La retrospectiva, resumida en el trabajo "Variaciones sobre el Día del Estudiante", es de la doctora en historia Valeria Manzano, docente de la Universidad Nacional de San Martín y autora de investigaciones socioculturales de la juventud en la Argentina, una de ellas volcadas en el libro "The Age of Youth in Argentina: Culture, Politics, and Sexuality from Perón to Videla" ("La edad de la juventud en Argentina: Cultura, política y sexualidad de Perón a Videla").
Lo primero que explicó la profesional a Télam es que "existió y existe una homologación entre juventud y estudiante" lo que, desde los inicios de la celebración a fines de 1940, "implicó una invisibilizacion de los muchos y muchas jóvenes que no cursaban estudios secundarios y, a la inversa, daba cuenta del crecimiento sostenido de esa matricula estudiantil".Esto por el crecimiento exponencial de la matricula secundaria durante los gobiernos de Juan Domingo Perón "que se expandió sostenidamente en las décadas que siguieron, ya que entre 1945 y 1970 el cuerpo estudiantil secundario se quintuplicó".
La avenida Santa Fe y los bosques de Palermo, durante las décadas de 1950 y 1960, hicieron que, en Buenos Aires, coexistieran dos modalidades de festejo, indagó la historiadora.

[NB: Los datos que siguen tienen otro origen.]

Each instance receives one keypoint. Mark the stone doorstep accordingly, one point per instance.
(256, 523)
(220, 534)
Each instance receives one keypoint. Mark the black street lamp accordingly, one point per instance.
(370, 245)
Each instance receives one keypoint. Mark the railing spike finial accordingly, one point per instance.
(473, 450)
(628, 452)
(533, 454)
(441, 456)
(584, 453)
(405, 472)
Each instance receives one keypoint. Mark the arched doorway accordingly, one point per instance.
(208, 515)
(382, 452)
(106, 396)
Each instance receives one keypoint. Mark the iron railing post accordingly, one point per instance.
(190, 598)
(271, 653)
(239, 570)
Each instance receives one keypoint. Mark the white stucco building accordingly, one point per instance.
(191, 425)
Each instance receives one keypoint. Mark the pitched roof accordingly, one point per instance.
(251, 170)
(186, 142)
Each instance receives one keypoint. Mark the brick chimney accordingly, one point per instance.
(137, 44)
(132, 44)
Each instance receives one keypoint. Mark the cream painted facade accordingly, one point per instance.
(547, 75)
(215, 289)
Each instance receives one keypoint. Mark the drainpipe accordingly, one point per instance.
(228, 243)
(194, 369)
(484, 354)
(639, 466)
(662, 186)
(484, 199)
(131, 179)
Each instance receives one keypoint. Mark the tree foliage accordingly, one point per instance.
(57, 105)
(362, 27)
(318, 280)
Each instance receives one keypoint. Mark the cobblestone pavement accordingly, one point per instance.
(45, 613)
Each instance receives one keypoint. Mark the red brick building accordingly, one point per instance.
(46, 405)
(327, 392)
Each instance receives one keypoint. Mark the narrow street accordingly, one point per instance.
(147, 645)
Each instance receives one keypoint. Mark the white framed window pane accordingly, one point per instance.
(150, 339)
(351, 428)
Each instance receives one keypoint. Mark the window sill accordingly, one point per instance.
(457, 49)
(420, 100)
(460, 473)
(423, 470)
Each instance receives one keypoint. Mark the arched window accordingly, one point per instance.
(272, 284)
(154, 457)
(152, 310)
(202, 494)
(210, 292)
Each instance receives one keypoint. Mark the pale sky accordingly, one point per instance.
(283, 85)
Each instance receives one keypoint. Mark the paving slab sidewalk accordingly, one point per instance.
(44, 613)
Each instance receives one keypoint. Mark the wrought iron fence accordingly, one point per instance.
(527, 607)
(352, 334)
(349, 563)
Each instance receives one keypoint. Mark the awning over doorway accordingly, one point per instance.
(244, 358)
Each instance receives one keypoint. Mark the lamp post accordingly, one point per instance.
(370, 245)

Ella definió como "adulto-céntrico y con sesgos comerciales" los desfiles de carrozas, con elecciones de reinas de 'belleza' incluidos, que identifican este periodo, centrado en las calles de esa avenida porteña donde los negocios mostraban vidrieras alegóricas a la primavera, con prendas de la nueva temporada.
La segunda modalidad "mas extendida a los '60, era la auto organización estudiantil de picnics y paseos, donde Palermo era -y continua siendo- uno de los destinos privilegiados para los y las estudiantes del área metropolitana de Buenos Aires", relató la investigadora.
"Se trataba, para muchos y muchas, de un día auténticamente extraordinario, ya que no sólo rompía las rutinas cotidianas, que sobre todo para las chicas se puntuaba con el 'de la escuela a la casa', sino que permitía un tipo de interacción autónoma, no supervisada por adultos, entre chicos y chicas", agregó.
Vale recordar que, en esos años, en las escuelas secundarias de la Ciudad de Buenos Aires había colegios sólo varones y otros sólo para mujeres.
En los politizados años '70, el festejo muestra sus particularidades: Manzano rescató la acción del grupo Poder Joven que aglutinaba a adherentes al escritor humanista Silo, que en 1971, en Mar del Plata, realizaron durante el picnic juvenil una intervención urbana "contra la cultura hipnotizante del sistema".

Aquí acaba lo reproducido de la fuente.